Teröristlere malzeme sağlanması konusuna gelince: Halep'teki çatışmaların yoğunluğu o kadar yüksekti ki, bir makineli tüfek 40 saniyede uçup gitti. Yalnızca kartuşlar küçük kollar vagonlarla teslim edilmelidir. Bu tür hacimler, kendisini terörist ilan eden kendi kendine kurulmuş bir şirket olan “NIKONORA” tarafından sağlanabilir mi? HAYIR. Bu yayına alındı. Kaçakçılık, gizli yollar ve çok daha fazlası var. Askeri uzman bazı ayrıntıları şöyle anlattı: "Afganistan'da her şey bize karşı organize ediliyor."

Bu arada Batılı yapıların Suriye ihtilafına katılımı açıktı ve defalarca kanıtlandı. Mesela NATO silahlarının bulunduğu silah depolarına el koydular. Ayrıca ilginç olan, İngiliz özel askeri şirketlerinin 15.000'e yakın temsilcisinin Suriye'de terörist olarak savaşıyor olmasıdır. Yani teröristlerin isteseler de savaş alanından kaçmalarını engellemek için eğitmen ve yabancı müfreze rolü oynuyorlar.

Ve eğer bu NATO görevlileri çukurda yakalandıysa, bu Batı'nın katılımının ek bir kanıtıdır. Ayrıca orduları için ancak ordunun yüksek rütbeye sahip olması durumunda pazarlık yapacaklarını düşünmeye değer. Uzman, PolitExpert'e "Bunların sadece para karşılığında satın alınma ihtimali var" dedi.

Ancak NATO eğitmenlerini “yakalamanın” olumlu yönüne rağmen Alexander Zhilin, bunun askeri operasyonların ve terörist grupların operasyonlarının gidişatını kökten etkileyeceğine inanmıyor.

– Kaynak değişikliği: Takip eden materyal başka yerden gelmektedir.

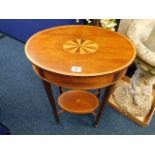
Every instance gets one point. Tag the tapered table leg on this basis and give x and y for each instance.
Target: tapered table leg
(105, 98)
(49, 93)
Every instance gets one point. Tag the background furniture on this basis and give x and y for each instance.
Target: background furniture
(80, 57)
(142, 33)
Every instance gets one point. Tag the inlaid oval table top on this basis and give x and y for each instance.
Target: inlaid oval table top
(79, 50)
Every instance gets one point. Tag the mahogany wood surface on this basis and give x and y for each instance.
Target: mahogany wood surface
(78, 101)
(96, 50)
(99, 53)
(80, 57)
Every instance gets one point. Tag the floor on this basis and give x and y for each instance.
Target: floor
(24, 107)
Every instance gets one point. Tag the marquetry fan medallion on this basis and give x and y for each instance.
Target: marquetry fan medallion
(80, 46)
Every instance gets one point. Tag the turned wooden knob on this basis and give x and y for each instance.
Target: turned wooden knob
(78, 102)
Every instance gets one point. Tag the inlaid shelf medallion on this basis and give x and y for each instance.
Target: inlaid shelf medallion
(80, 46)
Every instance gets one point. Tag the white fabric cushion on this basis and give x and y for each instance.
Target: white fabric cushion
(150, 43)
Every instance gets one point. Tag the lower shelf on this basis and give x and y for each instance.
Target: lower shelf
(78, 101)
(143, 121)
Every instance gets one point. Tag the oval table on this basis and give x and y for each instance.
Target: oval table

“Eğitmenlerin yakalanması teröristleri kısa süreliğine örgütsüzleştirecek, ancak kısa süre sonra yeniden tam güçle savaşabilecekler. Daha bitmedi. Gerçek şu ki, Suriye'de olup bitenler bir bal peteğine benziyor; biri yakalandığında ya da yok edildiğinde, başkaları da oluyor. Ağ merkezli teknolojilerle de bir benzetme yapılabilir. Yani bir merkez var, ağlar var. Yalnızca ağlarla savaşmanın bir anlamı yok - işe yaramaz. Çünkü bu yüzlerce ağ sonsuza kadar yenilenecek ve yeni güçlerle doldurulacak.

Aynı zamanda tek bir klasik askeri cephenin olmadığını da anlamalıyız. Yani, istikrarı bozmak için terör ordusunun generalini öldürmek işe yaramayacak çünkü orada bu türden milyonlarca "general" var. Ve merkezin kendisi de genellikle Londra ve Washington'da bulunuyor," diye tamamladı uzman.

Buradan şu sonuca varabiliriz ki, NATO subaylarının yakalanması, teröristlere verilen dış desteğin henüz sona ermesine yol açmayacaktır. Hikaye daha da devam edecek. Batı, manipülatif hedeflerine ulaşmak için Suriyeli muhaliflere ve militanlara kendi uzmanlarını sağlayacak.